In Peru, the Quechua Indians would use the ground bark of the chinchona tree to treat shivering. In the 17th century Agostino Salumbrino, an apothecary living in Lima, wondered if the bark could be used to treat the shivers and fevers of malaria sufferers. The bark worked, not just stopping the shivers, but the disease itself.

In 1820 quinine was isolated, so that people no longer had to drink powdered tree bark. Instead the quinine could be drunk directly. Quinine is very bitter and western explorers and colonists used to drink their quinine with gin as the sun went down and the mosquitoes came out. The refreshing drink of gin and tonic water became a popular drink in its own right, and although better anti-malarials are now used when travelling, tonic water it still flavoured with the bitter flavour of quinine.

Fluorescence

The popular drink of gin and tonic also led to the first observation of fluorescence – the phenomenon of a substance emitting light of a different wavelength to that that hit it. In 1845 Sir John Frederick William Herschel reported that under certain conditions his tonic water gave a ‘beautiful celestial blue colour’. You can see this colour yourself by looking at the surface of a glass of tonic water at an angle that is approximately at 90 degrees to the sunlight shining on the liquid and the effect is even more dramatic under UV light, for example at a disco.

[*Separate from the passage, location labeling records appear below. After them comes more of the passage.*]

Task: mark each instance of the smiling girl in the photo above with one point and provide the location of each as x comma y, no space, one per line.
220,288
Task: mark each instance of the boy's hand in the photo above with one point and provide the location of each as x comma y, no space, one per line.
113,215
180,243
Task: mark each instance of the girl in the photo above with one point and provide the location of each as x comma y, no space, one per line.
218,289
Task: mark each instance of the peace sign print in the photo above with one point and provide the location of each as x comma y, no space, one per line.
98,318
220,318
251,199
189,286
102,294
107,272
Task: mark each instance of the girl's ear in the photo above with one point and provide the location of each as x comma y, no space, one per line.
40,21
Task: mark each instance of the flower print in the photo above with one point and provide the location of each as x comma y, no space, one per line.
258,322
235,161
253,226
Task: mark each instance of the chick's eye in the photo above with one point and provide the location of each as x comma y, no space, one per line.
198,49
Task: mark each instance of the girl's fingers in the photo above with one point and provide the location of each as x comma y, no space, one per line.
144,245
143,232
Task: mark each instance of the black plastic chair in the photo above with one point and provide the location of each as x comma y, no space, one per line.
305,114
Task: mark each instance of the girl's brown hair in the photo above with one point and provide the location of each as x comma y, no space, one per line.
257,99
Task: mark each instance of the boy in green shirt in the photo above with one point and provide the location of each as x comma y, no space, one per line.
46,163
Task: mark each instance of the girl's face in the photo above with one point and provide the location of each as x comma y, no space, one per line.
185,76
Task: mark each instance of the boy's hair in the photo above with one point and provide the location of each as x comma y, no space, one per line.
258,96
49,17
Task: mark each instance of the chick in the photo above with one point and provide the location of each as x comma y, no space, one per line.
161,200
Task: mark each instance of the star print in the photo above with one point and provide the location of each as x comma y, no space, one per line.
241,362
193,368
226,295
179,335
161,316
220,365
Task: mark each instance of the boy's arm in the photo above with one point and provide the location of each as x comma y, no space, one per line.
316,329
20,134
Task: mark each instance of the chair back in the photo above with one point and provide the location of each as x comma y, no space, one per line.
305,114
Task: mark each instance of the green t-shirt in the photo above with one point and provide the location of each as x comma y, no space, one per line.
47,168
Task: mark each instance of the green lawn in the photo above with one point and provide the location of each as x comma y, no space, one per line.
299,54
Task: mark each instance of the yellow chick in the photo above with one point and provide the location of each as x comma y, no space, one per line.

While Hershel found fluorescence interesting, his main interest was astronomy. In fact, for around 100 years the science of fluorescence was perhaps more of a curiosity. In World War II the allies were interested in monitoring anti-malarials, including quinine , and this lead to the first practical spectrofluorometer to measure fluorescence spectra. Fluorescence is now widely used in analytical chemistry, forensics and medicine as well as other applications.